I loved two of the characters, Susan Hunter and Preston March. I'm a sucker for strong women, so I am always pleased to see a confident female character. And for Preston March, anyone who thinks outside the box gets my attention, especially if he is successful.

I was less enthusiastic about the LA cop. I've got nothing against smart characters, and I think the old Columbo-type routine of pretending to dumb to put the criminals off guard can be very effective. I know it works in business. My problem was that once he dropped the act, he came across as too perfect, physically, mentally, and emotionally. I'm also not quite sure why he started trusting Susan well enough to be himself around her, especially when he was investigating a murder.

The Mafia types came off as clichés.

The first thing that bothered me was some of the language.
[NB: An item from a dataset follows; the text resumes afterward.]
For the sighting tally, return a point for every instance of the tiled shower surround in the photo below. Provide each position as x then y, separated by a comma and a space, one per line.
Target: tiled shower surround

Not that it was offensive, just unusual. “Eschew” popped up twice in one chapter. That is a word I have seen maybe three times before in the last ten years, and never in a novel. I got the feeling that the old thesaurus program was working overtime. Some of the phrasing was a bit odd too.

But what really got me was the improbable situations that seemed like deus ex machina. Once or twice, maybe. It's bad though when one of the characters actually cites the Improbability Drive from Hitchhikers Guide to the Galaxy as a way to describe the story's events in LA. Things just seemed contrived. I kept wanting to feed the story into Dramatica Pro to fix it.

It was a fast read and an exciting read, at least until the first run on the beach. Some of Preston March's ideas aren't so far out, there could be money there.

If you overlook a couple of rough edges, BMOC is worth it.